I've started today studying the R language.

After defining two vectors x,y i applied the outer product between them, applying what the documentation says.

f= outer (x, y, FUN = "*")

And all went great. Then i decide to try an anonymous function, so i wrote

f= outer (x, y, FUN = "function(x,y) cos(y) / (1+x^2)")

But i got an error. However if i write:

`f= outer (x, y, FUN = function(x,y) cos(y) / (1+x^2))`

It works.

Why the quotations marks work with * but not with this anonymous function ? Thanks for your time

Answer 1

I'm not sure what you mean by this code "working":

`f= outer (x, y, FUN = function(x,y) cos(y) / (1+x^2))`

What this will do is attempt to access a variable named f= outer (x, y, FUN = function(x,y) cos(y) / (1+x^2)), e.g. I could write:

`f= outer (x, y, FUN = function(x,y) cos(y) / (1+x^2))` = 3
`f= outer (x, y, FUN = function(x,y) cos(y) / (1+x^2))`
# [1] 3

This is an insanely confusing thing to do, but surrounding objects in backticks (`) allows you to declare arbitrarily-named objects.

Again, don't do this unless you absolutely know what you're doing (i.e. well past your first day of R programming).

Anyway, regarding why * needs quotation marks, it's because * is an operator. Everything in R is a function (almost), but operators are special functions in that they let you write them from left to right like:

variable1 operator variable2

instead of the normal

function(variable1, variable2)

That said, all operators also have a functional form; but, to distinguish the functional form from the operator form, the R parser needs them to be set apart with quotes (or with backticks); the following are the same:

3 * 4
'*'(3, 4)
"*"(3, 4) #single and double quotes in R are basically the same
`*`(3, 4)

the FUN argument of outer requires functions, not operators, so we have to serve * in its functional form, e.g. "*".

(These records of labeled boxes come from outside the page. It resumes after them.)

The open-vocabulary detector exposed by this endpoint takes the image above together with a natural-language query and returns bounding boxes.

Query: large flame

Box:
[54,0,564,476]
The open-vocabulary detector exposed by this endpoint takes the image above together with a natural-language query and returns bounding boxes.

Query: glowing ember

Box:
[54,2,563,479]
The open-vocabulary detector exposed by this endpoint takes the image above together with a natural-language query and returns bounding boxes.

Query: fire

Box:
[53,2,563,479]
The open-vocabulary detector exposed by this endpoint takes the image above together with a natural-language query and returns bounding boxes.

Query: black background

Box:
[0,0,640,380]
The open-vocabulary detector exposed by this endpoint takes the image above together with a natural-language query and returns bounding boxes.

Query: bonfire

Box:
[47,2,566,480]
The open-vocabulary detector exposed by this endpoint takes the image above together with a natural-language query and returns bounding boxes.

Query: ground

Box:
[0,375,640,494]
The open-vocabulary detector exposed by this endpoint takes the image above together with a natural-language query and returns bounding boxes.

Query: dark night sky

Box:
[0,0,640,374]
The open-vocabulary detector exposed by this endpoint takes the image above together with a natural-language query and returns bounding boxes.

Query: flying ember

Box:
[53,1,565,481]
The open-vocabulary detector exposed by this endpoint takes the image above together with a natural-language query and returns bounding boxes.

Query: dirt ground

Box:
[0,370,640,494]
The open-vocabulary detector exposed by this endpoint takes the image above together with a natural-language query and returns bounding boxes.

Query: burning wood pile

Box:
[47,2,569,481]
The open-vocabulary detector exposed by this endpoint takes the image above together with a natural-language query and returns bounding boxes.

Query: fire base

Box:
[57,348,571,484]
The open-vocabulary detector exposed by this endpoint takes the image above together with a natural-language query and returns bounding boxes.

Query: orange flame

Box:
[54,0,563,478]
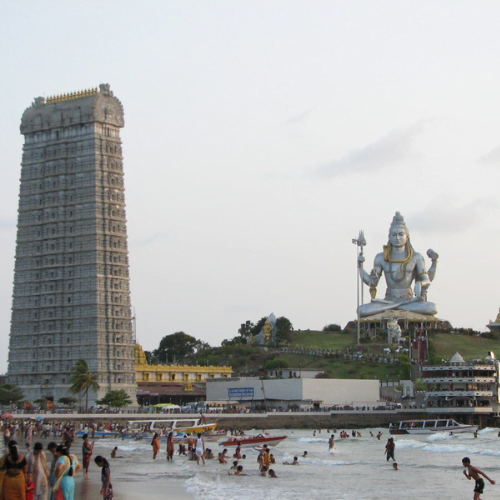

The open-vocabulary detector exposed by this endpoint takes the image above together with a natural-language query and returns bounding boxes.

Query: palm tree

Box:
[69,359,99,411]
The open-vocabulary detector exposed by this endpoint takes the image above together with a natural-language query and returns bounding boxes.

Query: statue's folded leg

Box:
[359,297,424,318]
[398,302,437,316]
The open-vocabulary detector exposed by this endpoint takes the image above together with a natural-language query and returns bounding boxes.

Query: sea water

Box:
[94,428,500,500]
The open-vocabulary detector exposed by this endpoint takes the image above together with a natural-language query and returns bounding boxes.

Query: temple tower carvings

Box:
[7,85,136,405]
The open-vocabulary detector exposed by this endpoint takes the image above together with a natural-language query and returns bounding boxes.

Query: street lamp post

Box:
[352,229,366,345]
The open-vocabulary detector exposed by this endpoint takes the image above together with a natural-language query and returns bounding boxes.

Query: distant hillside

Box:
[191,330,500,380]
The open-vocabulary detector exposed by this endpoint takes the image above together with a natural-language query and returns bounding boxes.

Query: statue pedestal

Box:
[346,309,452,331]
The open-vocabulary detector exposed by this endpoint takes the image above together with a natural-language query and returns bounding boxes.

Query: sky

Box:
[0,0,500,373]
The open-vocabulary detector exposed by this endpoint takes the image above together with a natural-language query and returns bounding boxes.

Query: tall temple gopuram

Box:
[7,85,136,406]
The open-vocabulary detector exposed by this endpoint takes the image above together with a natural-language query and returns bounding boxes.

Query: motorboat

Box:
[219,434,288,448]
[389,418,478,434]
[75,430,120,439]
[129,418,217,438]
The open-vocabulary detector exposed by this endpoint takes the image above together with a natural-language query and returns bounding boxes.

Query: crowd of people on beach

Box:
[0,420,113,500]
[0,420,500,500]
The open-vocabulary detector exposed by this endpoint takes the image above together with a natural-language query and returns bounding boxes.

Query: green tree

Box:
[69,359,99,410]
[220,337,247,347]
[0,384,24,406]
[398,354,411,380]
[264,358,290,370]
[238,320,255,338]
[96,389,132,408]
[250,316,267,335]
[144,351,158,365]
[153,332,200,363]
[276,316,293,342]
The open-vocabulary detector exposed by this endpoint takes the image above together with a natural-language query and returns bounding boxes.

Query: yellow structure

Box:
[135,344,233,384]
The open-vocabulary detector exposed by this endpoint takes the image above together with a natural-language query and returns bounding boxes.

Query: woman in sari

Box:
[167,432,175,461]
[28,443,49,500]
[0,440,27,500]
[95,455,113,500]
[151,433,160,460]
[54,444,80,500]
[82,434,94,477]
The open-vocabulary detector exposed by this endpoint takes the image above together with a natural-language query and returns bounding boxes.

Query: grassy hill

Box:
[191,330,500,380]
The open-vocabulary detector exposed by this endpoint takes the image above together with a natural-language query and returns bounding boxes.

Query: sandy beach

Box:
[72,439,194,500]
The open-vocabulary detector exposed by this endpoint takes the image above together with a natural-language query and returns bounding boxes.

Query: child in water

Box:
[462,457,495,500]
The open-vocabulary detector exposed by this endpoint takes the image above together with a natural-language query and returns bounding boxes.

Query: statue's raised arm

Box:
[358,212,438,317]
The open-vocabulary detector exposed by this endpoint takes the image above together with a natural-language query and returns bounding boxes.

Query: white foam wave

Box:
[427,432,453,442]
[297,438,328,443]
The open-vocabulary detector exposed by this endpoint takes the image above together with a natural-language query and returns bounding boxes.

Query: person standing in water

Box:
[328,434,335,450]
[385,438,396,462]
[195,432,205,465]
[462,457,495,500]
[95,455,113,500]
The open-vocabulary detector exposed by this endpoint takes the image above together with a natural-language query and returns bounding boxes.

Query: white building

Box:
[422,353,499,414]
[207,378,379,407]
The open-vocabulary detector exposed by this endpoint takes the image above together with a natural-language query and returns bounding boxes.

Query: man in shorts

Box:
[462,457,495,500]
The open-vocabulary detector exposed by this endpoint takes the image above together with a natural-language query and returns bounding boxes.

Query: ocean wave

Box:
[297,437,328,443]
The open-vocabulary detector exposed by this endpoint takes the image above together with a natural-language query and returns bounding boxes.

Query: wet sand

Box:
[71,440,194,500]
[75,471,194,500]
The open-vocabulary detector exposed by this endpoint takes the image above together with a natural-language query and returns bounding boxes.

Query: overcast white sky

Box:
[0,0,500,373]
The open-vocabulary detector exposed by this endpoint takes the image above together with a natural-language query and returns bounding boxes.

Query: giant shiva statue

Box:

One more bit of detail -- you can observe R internally changing the operator form into the functional form as part of the code-parsing process (i.e., before evaluation, R will already convert the operator form into functional form):

as.character(substitute(3 * 4))
# [1] "*" "3" "4"

# alternatively
pryr::ast(3 * 4)
# \- ()
#   \- `*
#   \-  3
#   \-  4